A few years back, I saw someone in a professional radio studio working on a standing desk. This was way before my time as a web radio host and even before I started thinking about my career (I was still in school). Back then, the ease of moving around in the studio fascinated me.
Years later, when I was producing/reading the news for a smaller web radio station, I got the chance to experience the advantages of working on a standing desk myself. A desk I had also built. It wasn’t the fancy, motorized version I had seen before, but a mere raised counter top version. Still, I loved it! With its faults and everything.
Then I moved, switching universities, quitting the web radio “job” and leaving the desk behind. For years I worked on “normal” desks, sitting all day long.
Every now and then I would hear about standing desks (or treadmill desks), or see one on the internet somewhere. And every time I would think about either buying one or somehow changing my workflow so that I wouldn’t sit as much. Then I would dismiss the idea for one reason or another.
Until I build my own version of a standing desk last weekend.
It was actually quite easy. I had been a big fan of IKEA’s “Ivar” shelves, owing a couple of them, when I was in dire need of additional shelf-space about a year ago. Sadly, my apartment wasn’t big enough. The only free space that was left was the one above my desk. That’s when I put the smaller Ivar shelf that had previously lived in my kitchen on top of my desk as kind of an “office supply and filing cabinet”.

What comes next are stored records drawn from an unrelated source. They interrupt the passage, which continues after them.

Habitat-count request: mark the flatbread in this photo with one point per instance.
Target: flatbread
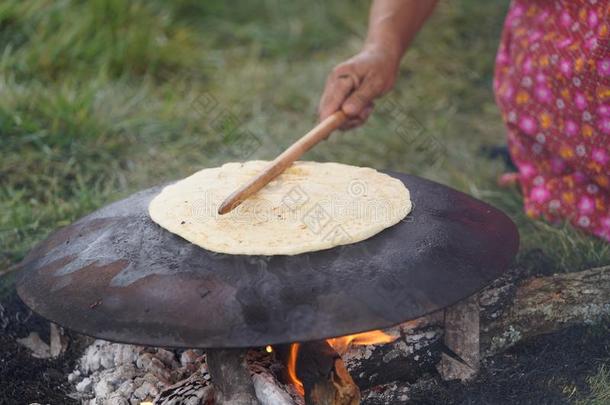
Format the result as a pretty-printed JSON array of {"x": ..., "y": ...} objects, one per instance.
[{"x": 311, "y": 206}]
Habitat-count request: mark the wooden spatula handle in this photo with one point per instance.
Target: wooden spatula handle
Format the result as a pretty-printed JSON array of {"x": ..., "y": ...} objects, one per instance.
[{"x": 280, "y": 163}]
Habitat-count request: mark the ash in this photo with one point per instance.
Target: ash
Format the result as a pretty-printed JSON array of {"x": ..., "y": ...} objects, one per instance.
[{"x": 119, "y": 374}]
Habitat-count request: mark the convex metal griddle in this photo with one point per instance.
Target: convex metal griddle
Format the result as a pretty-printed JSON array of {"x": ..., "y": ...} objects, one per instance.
[{"x": 117, "y": 275}]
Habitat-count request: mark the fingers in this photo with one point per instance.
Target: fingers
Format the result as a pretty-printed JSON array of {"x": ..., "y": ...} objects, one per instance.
[
  {"x": 338, "y": 88},
  {"x": 360, "y": 119},
  {"x": 363, "y": 96}
]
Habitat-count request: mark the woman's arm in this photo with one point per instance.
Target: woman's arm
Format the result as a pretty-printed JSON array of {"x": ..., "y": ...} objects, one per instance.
[{"x": 354, "y": 84}]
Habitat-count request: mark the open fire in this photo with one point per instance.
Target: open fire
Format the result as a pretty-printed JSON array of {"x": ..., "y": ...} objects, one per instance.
[{"x": 340, "y": 345}]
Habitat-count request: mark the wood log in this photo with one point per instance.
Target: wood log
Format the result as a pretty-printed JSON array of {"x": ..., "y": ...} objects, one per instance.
[
  {"x": 231, "y": 377},
  {"x": 515, "y": 307},
  {"x": 324, "y": 377},
  {"x": 513, "y": 311},
  {"x": 460, "y": 361}
]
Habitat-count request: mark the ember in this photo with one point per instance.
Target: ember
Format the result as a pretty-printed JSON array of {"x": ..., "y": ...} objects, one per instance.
[{"x": 340, "y": 345}]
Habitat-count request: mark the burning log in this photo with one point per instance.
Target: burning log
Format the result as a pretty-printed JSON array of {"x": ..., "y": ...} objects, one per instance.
[{"x": 318, "y": 370}]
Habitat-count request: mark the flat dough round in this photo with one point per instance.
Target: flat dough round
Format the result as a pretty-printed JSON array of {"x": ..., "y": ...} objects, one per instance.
[{"x": 311, "y": 206}]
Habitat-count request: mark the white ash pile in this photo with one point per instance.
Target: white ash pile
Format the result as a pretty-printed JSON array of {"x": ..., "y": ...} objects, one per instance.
[{"x": 118, "y": 374}]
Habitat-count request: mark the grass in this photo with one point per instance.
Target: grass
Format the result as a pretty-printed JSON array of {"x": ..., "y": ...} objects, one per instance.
[
  {"x": 102, "y": 98},
  {"x": 599, "y": 386}
]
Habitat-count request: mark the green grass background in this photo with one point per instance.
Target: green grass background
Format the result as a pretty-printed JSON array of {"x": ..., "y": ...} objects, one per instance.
[{"x": 101, "y": 98}]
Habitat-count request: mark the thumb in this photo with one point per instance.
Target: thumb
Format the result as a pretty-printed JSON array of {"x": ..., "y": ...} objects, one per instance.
[{"x": 363, "y": 96}]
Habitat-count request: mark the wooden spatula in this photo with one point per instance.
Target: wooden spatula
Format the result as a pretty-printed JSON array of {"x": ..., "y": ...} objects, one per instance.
[{"x": 285, "y": 159}]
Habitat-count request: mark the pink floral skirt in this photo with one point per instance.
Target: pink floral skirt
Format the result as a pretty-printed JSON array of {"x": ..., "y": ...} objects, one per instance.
[{"x": 552, "y": 85}]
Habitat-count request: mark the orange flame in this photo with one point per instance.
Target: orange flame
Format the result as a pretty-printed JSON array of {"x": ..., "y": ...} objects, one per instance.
[
  {"x": 292, "y": 368},
  {"x": 340, "y": 344}
]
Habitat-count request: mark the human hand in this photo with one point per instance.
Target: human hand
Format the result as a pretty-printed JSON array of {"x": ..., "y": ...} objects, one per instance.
[{"x": 353, "y": 85}]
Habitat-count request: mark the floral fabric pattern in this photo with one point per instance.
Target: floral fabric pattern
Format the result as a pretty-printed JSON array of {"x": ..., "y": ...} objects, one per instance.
[{"x": 552, "y": 84}]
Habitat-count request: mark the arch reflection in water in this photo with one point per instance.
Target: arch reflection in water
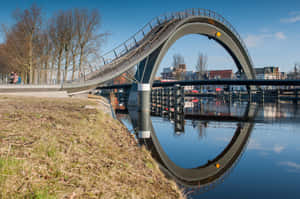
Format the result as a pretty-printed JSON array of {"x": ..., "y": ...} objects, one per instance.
[{"x": 209, "y": 173}]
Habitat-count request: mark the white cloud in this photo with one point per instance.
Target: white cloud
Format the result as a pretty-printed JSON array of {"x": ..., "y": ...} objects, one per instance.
[
  {"x": 294, "y": 17},
  {"x": 280, "y": 35},
  {"x": 278, "y": 149},
  {"x": 254, "y": 40}
]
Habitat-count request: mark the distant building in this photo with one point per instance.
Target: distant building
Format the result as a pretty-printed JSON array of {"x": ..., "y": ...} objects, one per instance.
[
  {"x": 174, "y": 73},
  {"x": 269, "y": 72},
  {"x": 220, "y": 74}
]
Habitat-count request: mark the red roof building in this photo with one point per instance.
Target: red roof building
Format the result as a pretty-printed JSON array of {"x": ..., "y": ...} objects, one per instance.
[{"x": 220, "y": 74}]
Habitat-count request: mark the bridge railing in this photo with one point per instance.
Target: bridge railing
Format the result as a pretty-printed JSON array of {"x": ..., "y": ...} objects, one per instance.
[{"x": 139, "y": 36}]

That was the one key ingredient for my standing desk.
Here’s what you’ll need:
- a preexisting desk
- two 12x70” side units $24
- three 33x12” shelf boards $18
- one 33x20” shelf board $12
- one cross-brace $5
If you want to build it from scratch, without the preexisting desk I incorporated, you can get the 12x86” side units instead and add a few additional shelf boards.

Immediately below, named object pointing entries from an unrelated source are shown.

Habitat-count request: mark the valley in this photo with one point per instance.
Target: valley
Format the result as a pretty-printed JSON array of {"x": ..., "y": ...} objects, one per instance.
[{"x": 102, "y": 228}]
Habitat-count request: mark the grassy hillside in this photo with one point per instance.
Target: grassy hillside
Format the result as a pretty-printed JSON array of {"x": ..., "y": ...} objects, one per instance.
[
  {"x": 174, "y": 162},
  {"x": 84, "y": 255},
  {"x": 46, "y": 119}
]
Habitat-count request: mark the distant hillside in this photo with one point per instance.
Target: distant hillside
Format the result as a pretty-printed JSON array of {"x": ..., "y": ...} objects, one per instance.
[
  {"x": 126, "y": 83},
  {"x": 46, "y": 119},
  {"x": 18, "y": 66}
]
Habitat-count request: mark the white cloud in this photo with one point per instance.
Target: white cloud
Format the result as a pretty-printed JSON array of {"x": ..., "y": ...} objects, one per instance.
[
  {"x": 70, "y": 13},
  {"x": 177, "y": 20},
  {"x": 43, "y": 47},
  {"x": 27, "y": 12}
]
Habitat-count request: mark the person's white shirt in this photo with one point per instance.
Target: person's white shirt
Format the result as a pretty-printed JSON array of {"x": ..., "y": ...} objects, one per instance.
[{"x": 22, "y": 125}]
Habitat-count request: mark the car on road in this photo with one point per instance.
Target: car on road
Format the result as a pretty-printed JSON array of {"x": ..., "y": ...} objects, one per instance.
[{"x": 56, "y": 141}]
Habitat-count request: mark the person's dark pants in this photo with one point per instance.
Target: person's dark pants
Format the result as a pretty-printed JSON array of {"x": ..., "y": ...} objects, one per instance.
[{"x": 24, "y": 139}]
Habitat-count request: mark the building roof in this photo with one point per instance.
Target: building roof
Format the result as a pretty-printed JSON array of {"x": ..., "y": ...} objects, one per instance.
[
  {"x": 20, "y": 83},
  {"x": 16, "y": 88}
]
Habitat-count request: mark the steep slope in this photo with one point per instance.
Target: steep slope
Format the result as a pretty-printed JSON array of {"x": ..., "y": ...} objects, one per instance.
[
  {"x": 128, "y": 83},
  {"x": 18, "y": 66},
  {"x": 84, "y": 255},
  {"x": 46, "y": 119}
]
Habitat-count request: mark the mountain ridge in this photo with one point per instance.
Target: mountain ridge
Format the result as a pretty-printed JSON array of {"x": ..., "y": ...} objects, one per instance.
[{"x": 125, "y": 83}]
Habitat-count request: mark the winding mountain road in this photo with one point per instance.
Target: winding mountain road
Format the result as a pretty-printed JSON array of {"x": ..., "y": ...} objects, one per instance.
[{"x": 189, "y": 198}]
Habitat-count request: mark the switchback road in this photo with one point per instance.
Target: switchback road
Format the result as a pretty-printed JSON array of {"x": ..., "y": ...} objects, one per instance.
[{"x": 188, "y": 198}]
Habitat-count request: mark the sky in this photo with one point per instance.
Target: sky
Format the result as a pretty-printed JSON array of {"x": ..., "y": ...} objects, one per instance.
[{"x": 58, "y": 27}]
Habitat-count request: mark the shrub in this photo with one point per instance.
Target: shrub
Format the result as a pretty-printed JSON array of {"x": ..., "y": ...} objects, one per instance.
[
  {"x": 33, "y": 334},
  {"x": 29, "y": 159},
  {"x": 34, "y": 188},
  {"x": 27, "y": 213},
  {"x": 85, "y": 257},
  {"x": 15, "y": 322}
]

The shelf itself is assembled as usual. It only gets tricky when you have to remove part of the plastic side rail so that the 33x20 board fits into the smaller shelf and can be used as the keyboard tray. First, mark where you’ll cut the rail (measuring twice!), then cut it using a sharp knife or a saw. When you’ve cut all the way through, you can remove the plastic with the help of a screwdriver. Be careful not to damage the wood! I’d also suggest to secure the shelf to the wall so that it won’t tip over.
That’s it. You just built your very own standing desk. Overall, a pretty cheap solution!